Kedua, perlu diketahui bahwa dengan memakai sudut pandang kelayakan penarikan suatu hukum, sunnah Nabi Saw. dapat dibagi menjadi 2 (dua), yakni sunnah tasyri’iyyah (mengandung legacy hukum) dan sunnah ghoiru tasyri’iyyah (tidak mengandung legacy hukum). Kaitannya dengan aktifitas-aktifitas Nabi Saw. di atas yang memprioritaskan anggota tubuh kanan, menurut hemat penulis ia dapat masuk ke dalam dimensi tasyri’iyyah dan ghoiru tasyri’iyyah sekaligus. Dinilai tasyri’iyyah sebab darinya lalu melahirkan sekian banyak hukum fiqh yang menganjurkan pendahuluan anggota tubuh kanan daripada anggota tubuh kiri sebagaimana yang telah disebutkan.
Di sisi yang lain, ia juga dapat masuk ke dalam sunnah ghoiru tasyri’iyyah, karena Nabi Saw. melakukannya dalam rangka menjalankan aktifitas sebagai manusia pada umumnya, hal ini sama dengan keterampilan Nabi Saw. di bidang perdagangan, pertanian, pengobatan dan sebagainya. Dalam diskursus ushul fiqh, sunnah ghoiru tasyri’iyyah ini tidak wajib diikuti karena karakter kemanusiaan akan berbeda satu sama lain, termasuk dalam hal ini adalah dominasi anggota bagian kiri bagi orang yang kidal. Sebagian pakar ada yang berpendapat bahwa sunnah jenis ini bisa bernilai pahala apabila ia dilakukan dalam rangka mengikuti tindak lampah Nabi Saw. (ittiba’), jadi yang dinilai adalah ittiba’-nya, bukan konkrit aktifitasnya.

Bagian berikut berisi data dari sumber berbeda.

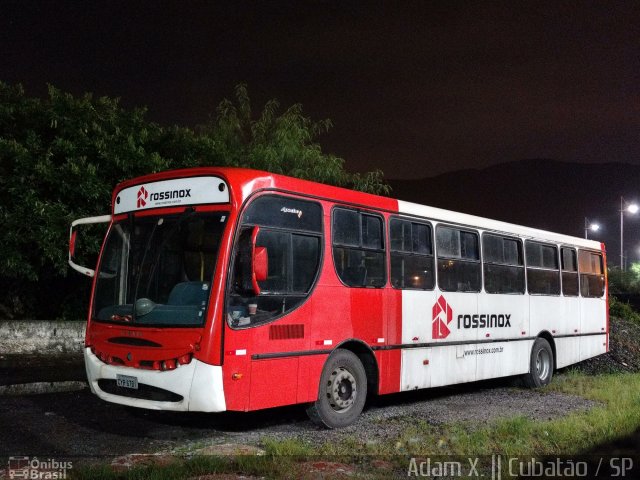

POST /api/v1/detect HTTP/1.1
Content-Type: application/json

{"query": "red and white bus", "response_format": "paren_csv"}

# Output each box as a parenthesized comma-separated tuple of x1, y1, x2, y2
(69, 167, 608, 428)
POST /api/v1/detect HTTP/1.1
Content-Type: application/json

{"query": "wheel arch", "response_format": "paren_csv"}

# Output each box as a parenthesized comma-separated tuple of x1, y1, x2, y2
(535, 330, 557, 370)
(334, 339, 380, 396)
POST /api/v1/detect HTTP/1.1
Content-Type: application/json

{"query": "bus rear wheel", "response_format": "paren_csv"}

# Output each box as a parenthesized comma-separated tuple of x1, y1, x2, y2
(523, 337, 554, 388)
(306, 349, 367, 428)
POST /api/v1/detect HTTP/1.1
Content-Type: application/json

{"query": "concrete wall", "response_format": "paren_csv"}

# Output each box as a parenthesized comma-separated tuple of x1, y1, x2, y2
(0, 320, 85, 355)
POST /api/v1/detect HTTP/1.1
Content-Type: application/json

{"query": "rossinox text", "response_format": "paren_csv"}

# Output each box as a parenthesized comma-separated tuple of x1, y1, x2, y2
(150, 189, 191, 201)
(457, 314, 512, 329)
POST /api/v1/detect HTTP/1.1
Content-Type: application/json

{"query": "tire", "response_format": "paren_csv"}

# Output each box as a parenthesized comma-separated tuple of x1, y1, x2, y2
(522, 337, 554, 388)
(306, 349, 367, 429)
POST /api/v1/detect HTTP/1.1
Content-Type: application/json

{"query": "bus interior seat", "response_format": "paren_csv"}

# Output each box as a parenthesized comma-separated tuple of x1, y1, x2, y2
(167, 281, 209, 306)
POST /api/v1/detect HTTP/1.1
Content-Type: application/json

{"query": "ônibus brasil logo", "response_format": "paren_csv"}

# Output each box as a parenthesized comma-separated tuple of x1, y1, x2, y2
(432, 295, 453, 339)
(137, 186, 148, 208)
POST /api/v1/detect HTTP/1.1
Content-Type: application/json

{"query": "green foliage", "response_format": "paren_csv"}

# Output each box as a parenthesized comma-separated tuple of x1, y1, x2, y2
(609, 296, 640, 324)
(0, 82, 389, 318)
(201, 84, 390, 193)
(608, 264, 640, 294)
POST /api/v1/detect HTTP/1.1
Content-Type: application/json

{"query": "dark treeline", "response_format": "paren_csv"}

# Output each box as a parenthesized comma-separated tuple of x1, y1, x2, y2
(0, 83, 389, 319)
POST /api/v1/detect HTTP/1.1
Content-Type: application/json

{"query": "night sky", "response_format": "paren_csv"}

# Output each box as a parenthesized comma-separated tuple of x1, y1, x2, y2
(2, 1, 639, 179)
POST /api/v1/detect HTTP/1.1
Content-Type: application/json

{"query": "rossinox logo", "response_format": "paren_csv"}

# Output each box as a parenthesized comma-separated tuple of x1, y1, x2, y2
(432, 295, 512, 338)
(432, 295, 453, 339)
(137, 186, 148, 208)
(150, 189, 191, 201)
(135, 185, 192, 208)
(457, 313, 512, 329)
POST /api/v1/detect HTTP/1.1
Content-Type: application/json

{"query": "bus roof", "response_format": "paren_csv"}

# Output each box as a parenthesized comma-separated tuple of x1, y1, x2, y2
(113, 166, 604, 251)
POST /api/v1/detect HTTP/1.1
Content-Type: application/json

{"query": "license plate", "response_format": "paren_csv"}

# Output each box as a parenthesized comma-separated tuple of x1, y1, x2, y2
(116, 374, 138, 390)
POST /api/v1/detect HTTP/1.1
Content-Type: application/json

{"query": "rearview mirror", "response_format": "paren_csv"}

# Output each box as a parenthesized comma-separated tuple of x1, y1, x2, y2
(68, 215, 112, 277)
(237, 226, 269, 295)
(249, 226, 268, 294)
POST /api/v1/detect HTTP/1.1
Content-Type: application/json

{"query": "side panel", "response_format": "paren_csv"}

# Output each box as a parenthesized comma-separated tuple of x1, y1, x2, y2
(377, 349, 402, 394)
(429, 343, 478, 388)
(378, 286, 403, 395)
(558, 296, 581, 335)
(350, 288, 385, 349)
(222, 329, 252, 411)
(530, 295, 564, 335)
(475, 339, 533, 380)
(401, 347, 431, 390)
(476, 294, 528, 340)
(249, 358, 300, 410)
(473, 294, 529, 381)
(555, 336, 581, 369)
(581, 297, 607, 334)
(399, 291, 478, 391)
(400, 290, 438, 344)
(297, 354, 329, 403)
(580, 333, 607, 362)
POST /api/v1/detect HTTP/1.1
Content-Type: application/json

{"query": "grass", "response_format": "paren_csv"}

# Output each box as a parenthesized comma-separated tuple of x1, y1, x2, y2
(312, 371, 640, 457)
(71, 371, 640, 478)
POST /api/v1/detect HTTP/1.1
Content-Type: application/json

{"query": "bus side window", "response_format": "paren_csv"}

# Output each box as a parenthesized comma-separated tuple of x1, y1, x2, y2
(332, 208, 386, 288)
(526, 241, 560, 295)
(390, 218, 434, 290)
(578, 250, 605, 298)
(482, 234, 525, 294)
(436, 226, 481, 292)
(561, 247, 579, 296)
(228, 195, 323, 327)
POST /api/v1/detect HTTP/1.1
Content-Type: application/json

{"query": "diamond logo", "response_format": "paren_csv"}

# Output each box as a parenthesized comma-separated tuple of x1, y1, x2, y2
(137, 186, 148, 208)
(432, 295, 453, 339)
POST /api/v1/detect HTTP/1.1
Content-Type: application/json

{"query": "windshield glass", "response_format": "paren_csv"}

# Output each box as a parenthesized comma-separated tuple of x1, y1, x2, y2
(93, 211, 228, 326)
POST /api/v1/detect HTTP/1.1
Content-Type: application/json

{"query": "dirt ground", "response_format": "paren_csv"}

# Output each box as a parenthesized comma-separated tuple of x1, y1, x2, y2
(1, 314, 639, 467)
(0, 375, 596, 467)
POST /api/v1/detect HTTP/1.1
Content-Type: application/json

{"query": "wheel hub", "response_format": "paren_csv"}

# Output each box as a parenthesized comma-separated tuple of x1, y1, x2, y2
(326, 366, 357, 411)
(536, 349, 550, 380)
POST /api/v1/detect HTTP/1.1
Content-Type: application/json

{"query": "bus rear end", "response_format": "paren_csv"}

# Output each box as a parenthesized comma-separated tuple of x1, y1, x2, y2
(76, 172, 233, 411)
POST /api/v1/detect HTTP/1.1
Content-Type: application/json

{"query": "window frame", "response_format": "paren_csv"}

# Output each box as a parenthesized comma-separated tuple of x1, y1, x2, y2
(525, 240, 561, 296)
(578, 249, 605, 298)
(481, 232, 525, 295)
(435, 224, 482, 293)
(389, 216, 435, 291)
(226, 193, 324, 329)
(331, 206, 387, 288)
(560, 246, 580, 297)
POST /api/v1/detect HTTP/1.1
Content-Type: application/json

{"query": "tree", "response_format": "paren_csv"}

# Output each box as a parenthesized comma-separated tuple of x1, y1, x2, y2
(202, 84, 389, 193)
(0, 82, 389, 318)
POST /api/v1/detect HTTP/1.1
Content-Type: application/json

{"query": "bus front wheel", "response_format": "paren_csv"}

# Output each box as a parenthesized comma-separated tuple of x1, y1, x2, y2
(523, 337, 554, 388)
(306, 348, 367, 428)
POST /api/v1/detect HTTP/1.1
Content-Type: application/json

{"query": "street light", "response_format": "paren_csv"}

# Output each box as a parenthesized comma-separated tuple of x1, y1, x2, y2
(620, 196, 639, 270)
(584, 217, 600, 239)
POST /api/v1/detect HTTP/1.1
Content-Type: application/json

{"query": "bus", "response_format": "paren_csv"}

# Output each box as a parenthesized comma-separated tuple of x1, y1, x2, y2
(69, 167, 608, 428)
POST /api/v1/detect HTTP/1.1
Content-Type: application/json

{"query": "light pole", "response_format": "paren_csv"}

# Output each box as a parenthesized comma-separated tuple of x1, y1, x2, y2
(620, 196, 639, 270)
(584, 218, 600, 239)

Ketiga, sebelum beban hukum (taklif) diterapkan, fiqh yang kita kenal selama ini selalu memberikan doktrin bahwa seorang mukallaf harus mencapai batas kemampuan optimal agar ia masuk dalam jangkauan khitaabullah, mendapatkan pahala ketika berbuat baik dan berdosa ketika berbuat buruk. Kemampuan optimal ini jangkauannya mencakup segmen waktu, tempat dan usaha. Itulah mengapa, ada yang dinamakan masa fatrah karena dari segi waktu orang-orang di masa itu tidak menerima khitaabullah sama sekali.
Dari segi tempat, hal itu juga yang antara lain menghasilkan hukum fiqh terkait kebolehan seorang ummiy (orang yang tidak sempurna bacaan Al-Fatihah-nya) untuk mengimami shalat dikarenakan ia jauh dari komunitas orang-orang Islam. Asumsinya adalah ia yang jauh dari komunitas orang-orang Islam maka ia tidak memiliki kesempatan belajar guna memperbaiki bacaan Al-Fatihah-nya sehingga kemampuan optimal seorang ummiy ini dianggap hanya sampai batas ini saja. Sebaliknya, ketika ia berada dekat dalam komunitas orang-orang Islam maka kewajiban baginya adalah belajar dan memperbaiki bacaan, ia akan dianggap tidah sah shalatnya (bukan lagi hanya tidak boleh menjadi imam) sebab ia melakukan dosa lainnya yakni keengganannya untuk menaikkan statusnya menjadi lebih optimal.
Dengan memakai sudut pandang usaha, kemudian terkonfirmasi juga terkait kebolehan orang cadel (pelat) untuk menjadi imam shalat (walaupun makruh) sebab dari segi usaha, kemampuan optimalnya adalah hanya sampai batas tersebut dan perlu diketahui orang cadel ini tidak bisa disamakan dengan kasus ummiy di atas karena proses untuk menjadi tidak cadel adalah sesuatu sangat sulit atau bahkan mustahil dilakukan, berbeda dengan ummiy yang masih ada harapan bacaannya menjadi lebih baik lagi selama ia mau belajar.
Akhirnya penulis hanya ingin mengatakan bahwa ternyata orang paham agama bukanlah orang yang tahu segalanya, mau tidak mau ia harus menggandeng dan mengakomodir pihak lain guna menyelesaikan sebuah permasalahan. Pada tulisan ini, pertanyaan besarnya adalah apakah menurut ilmu psikologi dan pola asuh anak modern, orang kidal ini bisa belajar dan memperbaiki diri agar ia lebih dominan menggunakan anggota tubuh kanan-nya? Jawaban dari pertanyaan inilah yang kemudian menentukan arah tulisan dan semoga kemajuan Islam selanjutnya. Semoga bermanfaat.